Nostalgic coming of age story starts from back seat
Published: Friday, October 18, 2013
Updated: Friday, October 18, 2013 14:10
“The Way, Way Back” comes from writer-directors Jim Rash (“Community”) and Nat Faxon (co-wrote the Academy Award-Winning screenplay for “The Descendants” in 2011). Though only grossing a humble $20 million in the box office, this film boasts praise by both audiences and critics alike.
Duncan (Liam James) is a sheepish, introverted, 14-year-old boy who is whisked away for summer vacation with his mom, Pam (Toni Collete), her boyfriend, Trent (Steve Carell), and his daughter, Steph (Zoe Levin). Struggling to fit in and feeling distant from his mom coupled with an unbearably tense relationship with Trent, Duncan drives off on his majestic, pink bicycle in search of some peace.
He finds it at a local waterpark called Water Wizz, and more specifically in the person-hood of the water park’s manager, Owen (Sam Rockwell). Owen’s congenial character and laissez-fair attitude do more than just give the picture of a man with some cool guy swagger. He immediately takes to Duncan and sets to bringing him out of his shell, seeing to it that Duncan has a summer he won’t forget. Complete with break-dancing, water-sliding and a summer crush on his neighbor, Susanna (Annasophia Robb), Duncan not only begins to enjoy his vacation but discover more about who he is as a person.
The most beautiful thing about this particular coming-of-age story is that it’s not just Duncan who is changed for the better, but those who had the pleasure of knowing him are encouraged as well.
The writing for this particular film is absolutely phenomenal. Jim Rash and Nat Faxon got it exactly right. Of course, they’ve both been 14-year-old boys, and I’m sure they have both been forced to go on some summer vacation of which they weren’t exactly fond of. It’s such a simple story with complex, rewarding, redemptive character development—well, in most of the characters—and it hits home with so many people.

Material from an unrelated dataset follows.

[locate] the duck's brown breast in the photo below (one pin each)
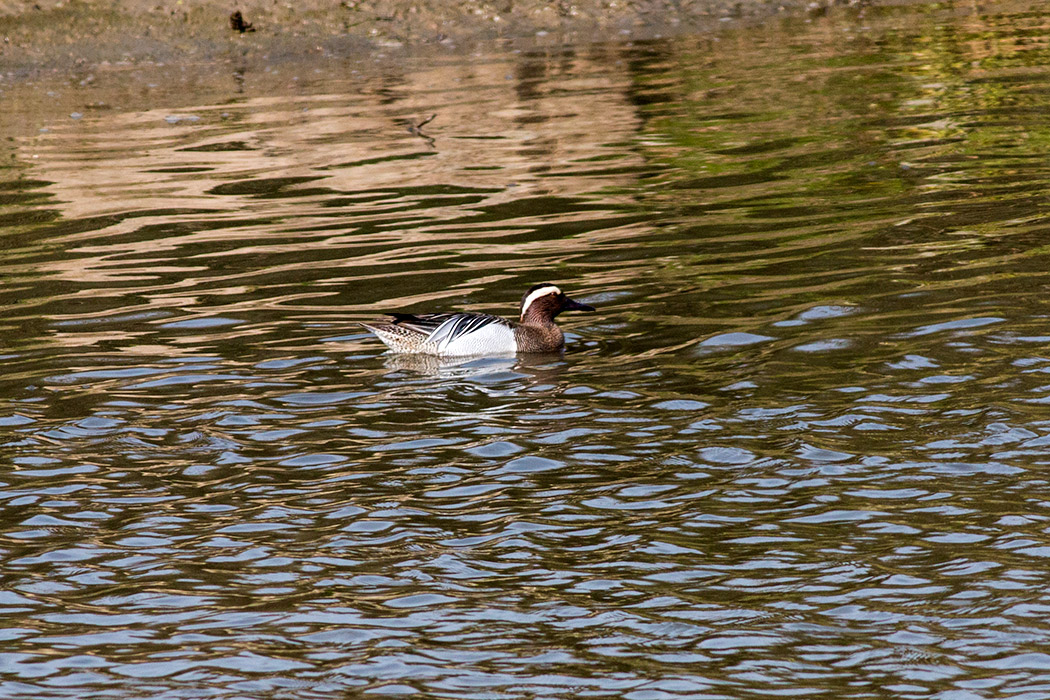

However, what Faxon and Rash probably get the most right is in the character of Owen. His attitude toward Duncan isn’t one of pity but rather of understanding. He doesn’t want to just feel sorry for this kid; he wants to see him grow as an individual, and that adds so much depth to his character. He becomes somewhat of a mentor for Duncan, and Owen himself is even encouraged in this.
The story is simple but beautiful, and all of the characters are portrayed and acted so well that any audience member could easily get wrapped up in the charisma and sincerity of this film. This film also has one of the better soundtracks I’ve heard in a while, and it’s currently available on Spotify; I would definitely recommend giving it a listen.
This film will be released on DVD in Oct. 22. So head out to the local Redboxes this fall and pick this beauty up. It’s worth the watch.